A Closer Look At Endoscopic Nerve Decompression For Morton’s ‘Neuroma’
What The Research Reveals About Endoscopic Release
Researchers have shown that an endoscopic release of the deep transverse intermetatarsal ligament is quite effective in relieving the pressure on the nerve.4 In a 1994 cadaveric study, Barrett and Pignetti, using an endoscopic approach, released the deep transverse intermetatarsal ligament, leaving the entrapment neuroma intact. In the prospective study, 17 patients with 19 neuromas had endoscopic decompression of the intermetatarsal nerve. Ten of 17 patients required no pain medications and four others needed fewer than three tablets of acetaminophen (500 mg)/hydrocodone (5 mg).4 Fifteen of 17 patients reported excellent results while one patient had a fair result and one had a poor outcome.
Barrett and Walsh subsequently published a retrospective look at 69 patients who had decompression of 96 interspaces.5 Of the 96 interspaces released, 39 were second interspaces and 57 were third interspaces. The authors reported 86 percent excellent or good results, and 14 percent poor results. Of the interspaces with poor results, Barrett and Walsh noted five patients required further surgery and had a traditional neurectomy. The study adds that none of the patients who had interspace decompression developed a true amputation neuroma.
A Step-By-Step Guide To Surgical Technique
When it comes to endoscopic nerve decompression for Morton’s neuroma, I use a single portal approach with a second incision proximal to the interspace for the metatarsal retractor. The endoscopic surgical instrumentation set Edintrak (Instratek) contains the ideal metatarsal retractor along with a facial elevator instrument to bluntly dissect the tissue planes. The set also has an obturator and cannula for appropriate placement of the conduit (cannula) for the placement of the 2.7-mm, 30-degree endoscope. The dorsal portal incision allows for placement of a metatarsal retractor, which places tension across the deep transverse intermetatarsal ligament. This allows for easier visualization and transection.

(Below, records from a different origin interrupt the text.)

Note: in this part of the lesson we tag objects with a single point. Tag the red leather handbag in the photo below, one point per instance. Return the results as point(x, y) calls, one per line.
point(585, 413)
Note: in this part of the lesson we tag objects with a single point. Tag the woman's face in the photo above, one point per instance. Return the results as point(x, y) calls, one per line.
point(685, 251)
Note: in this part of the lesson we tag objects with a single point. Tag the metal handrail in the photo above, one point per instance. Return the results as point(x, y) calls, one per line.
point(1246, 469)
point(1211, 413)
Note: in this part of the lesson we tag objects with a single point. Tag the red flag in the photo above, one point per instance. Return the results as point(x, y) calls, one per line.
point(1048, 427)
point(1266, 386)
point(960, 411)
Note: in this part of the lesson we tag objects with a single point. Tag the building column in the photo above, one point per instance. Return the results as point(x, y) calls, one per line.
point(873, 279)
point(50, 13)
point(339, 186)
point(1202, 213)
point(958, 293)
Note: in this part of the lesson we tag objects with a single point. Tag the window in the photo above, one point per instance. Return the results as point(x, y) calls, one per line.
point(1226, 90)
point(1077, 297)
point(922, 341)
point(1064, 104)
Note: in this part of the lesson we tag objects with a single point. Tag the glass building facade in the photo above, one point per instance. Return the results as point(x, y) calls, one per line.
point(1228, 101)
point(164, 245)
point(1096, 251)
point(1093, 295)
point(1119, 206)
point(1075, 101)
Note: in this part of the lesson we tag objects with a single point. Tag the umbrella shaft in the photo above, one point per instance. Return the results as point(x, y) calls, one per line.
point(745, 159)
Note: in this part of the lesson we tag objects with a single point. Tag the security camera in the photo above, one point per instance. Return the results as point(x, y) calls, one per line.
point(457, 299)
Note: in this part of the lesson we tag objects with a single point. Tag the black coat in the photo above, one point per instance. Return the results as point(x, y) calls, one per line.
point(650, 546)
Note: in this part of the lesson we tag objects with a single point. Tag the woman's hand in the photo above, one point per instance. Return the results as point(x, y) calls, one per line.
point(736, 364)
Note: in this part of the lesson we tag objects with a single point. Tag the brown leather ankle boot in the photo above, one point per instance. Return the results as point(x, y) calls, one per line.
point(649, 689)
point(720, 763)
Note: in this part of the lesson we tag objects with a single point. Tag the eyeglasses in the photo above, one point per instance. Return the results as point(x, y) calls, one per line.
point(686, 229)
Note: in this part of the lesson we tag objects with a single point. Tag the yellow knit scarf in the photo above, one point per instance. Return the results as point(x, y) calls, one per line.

The surgeon makes a second incision transversely in the web space, which allows for placement of the obturator and cannula beneath the deep transverse intermetatarsal ligament. This configuration and the oval-shaped cannula eliminate the need for the third incision to allow for passage of the cannula or obturator out of the foot. After fully visualizing the deep transverse intermetatarsal ligament, one would transect the ligament using a curved hook blade.
The surgeon can visualize separation of the transected edges of the deep transverse intermetatarsal ligament by placing further traction on the metatarsal retractor in the dorsal portal incision. One can usually identify and protect the lumbrical tendon during the procedure.
In my experience, the endoscopic decompression of the intermetatarsal nerve technique is efficacious. Due to the minimal invasiveness of the technique and the preservation of the neurovascular structures, I have seen no vascular compromise to a digit in any patient in whom I have decompressed adjacent interspaces. The entire procedure takes approximately six to eight minutes and one can perform it bilaterally in under 15 minutes when symptoms exist on both sides.
Surgeons can allow patients to bear weight immediately in a post-op shoe. Have patients bring a loose fitting athletic shoe with them to the first post-op appointment. One would dress the stab incisions with Telfa bandages and then the patient resumes normal bathing routines.